El oscuro sendero de los reyes

Sometidos por unas paredes que apenas se dejaban ver con la luz delantera del auto y con la certeza apenas poseyéndolos aceleraron el kilometraje. De vez en vez chocaban contra el automóvil enemigo, otras con el instinto, o con las barreras del estrecho camino en el que apenas cabía el ancho de esos dos carros. Una persecución nocturna, y nada más.
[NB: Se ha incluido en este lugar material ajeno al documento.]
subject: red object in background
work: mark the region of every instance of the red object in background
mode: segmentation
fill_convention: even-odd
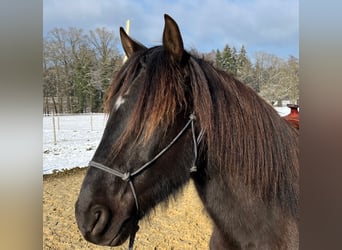
[[[284,119],[290,122],[296,129],[299,129],[299,106],[297,104],[287,104],[291,109],[290,114],[284,116]]]

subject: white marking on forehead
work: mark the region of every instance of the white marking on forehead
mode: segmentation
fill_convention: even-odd
[[[118,110],[120,106],[124,103],[125,103],[125,99],[123,99],[122,96],[119,96],[115,102],[115,110]]]

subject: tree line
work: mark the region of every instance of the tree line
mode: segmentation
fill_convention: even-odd
[[[106,89],[123,64],[118,37],[106,28],[89,32],[55,28],[44,37],[43,44],[44,113],[102,112]],[[252,63],[244,46],[237,50],[228,44],[221,51],[200,55],[271,103],[297,103],[299,99],[299,63],[295,57],[284,60],[259,52]]]

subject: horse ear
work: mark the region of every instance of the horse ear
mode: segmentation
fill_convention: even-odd
[[[164,19],[163,46],[176,61],[181,62],[184,54],[182,35],[175,20],[167,14]]]
[[[122,27],[120,27],[120,38],[121,38],[122,47],[128,58],[137,51],[147,49],[141,43],[136,42],[132,38],[130,38],[125,32],[124,28]]]

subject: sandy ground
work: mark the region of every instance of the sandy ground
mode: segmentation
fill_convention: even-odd
[[[43,181],[43,249],[127,249],[88,243],[79,233],[74,204],[85,169],[45,175]],[[160,206],[139,223],[134,249],[208,249],[211,222],[190,182],[176,201]]]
El oscuro sendero parecía infinito; su forma en zigzag consumía la pizca de paciencia que Ozmel intentaba no abandonar (esta batalla se adjudicaba más a la gente que le rodeaba, quien decía que cumplidos los dieciocho años el pecado más altanero era caer sobre las púas del desasosiego). 

Cada que Ozmel se acercaba al auto del enemigo, su copiloto Nestor, con un revólver en mano, intentaba disparar desde la ventana. El perfume del arma abanicaba el aire y el penetrable grito invadía el espacio del enemigo. Sin embargo, de los muchos disparos que empuñaba la vida ninguno le acertó.

Pero los insistentes picoteos de auto a auto llevaron al alma del enemigo a sacarla para devolverla al cuerpo una y otra vez, y los mecanismos de la carne aparecían para coercionar su destino: el corazón a su punto más alto, el sudor excesivo que resbalaba las manos del volante, la trampa del triunfo.

Hacía una noche que la persecución había iniciado y aún no se lograba grabar la muerte de ninguno. La discrepancia pertenecía más a Ozmel y a Nestor que al enemigo perseguido: ¡Una noche entera sin que la gasolina llegara a su fin! ¡Una noche entera en la que al enemigo no se le podía disparar! Éste, por su parte, no intentó combatir, sino evitar el confrontamiento y huir sin algún indicio de plan.

Por fin, una intensa luz se divisó al final del sendero y ambos bandos imaginaron que pertenecía a los faros de un tráiler, y ni así bajaron la velocidad (el orgullo es lo más poderoso). El primero en cruzar el umbral luminoso y en perecer al mismo tiempo fue el enemigo, el enemigo y su esclavitud; multiplicó las llamas de su muerte por todo el palacio. Los segundos reaccionaron amortiguando el golpe y su libertad fue salvada, así que, ¿quién se promulgó victorioso?

Los reyes, que no eran seres comunes sino extrahumanos, aplaudieron (el eco de la aclamación brincó por todo el palacio) la venida de Ozmel y Nestor, y no se permitieron inmolar al enemigo caído porque ya no había cuerpo. Los dos intrigados miraron, uno a la vez, la gran pantalla a través de la cual los reyes extraordinarios contemplaron la persecución. Enseguida apreciaron los ojos blancos y los dos largos colmillos que les salían a los reyes de la boca. Se echaron a temblar con una mirada tan pálida como el mismo paraíso. En conclusión: los reyes inmolaron a los prisioneros Ozmel y Nestor, porque aún llevaban el cuerpo encima.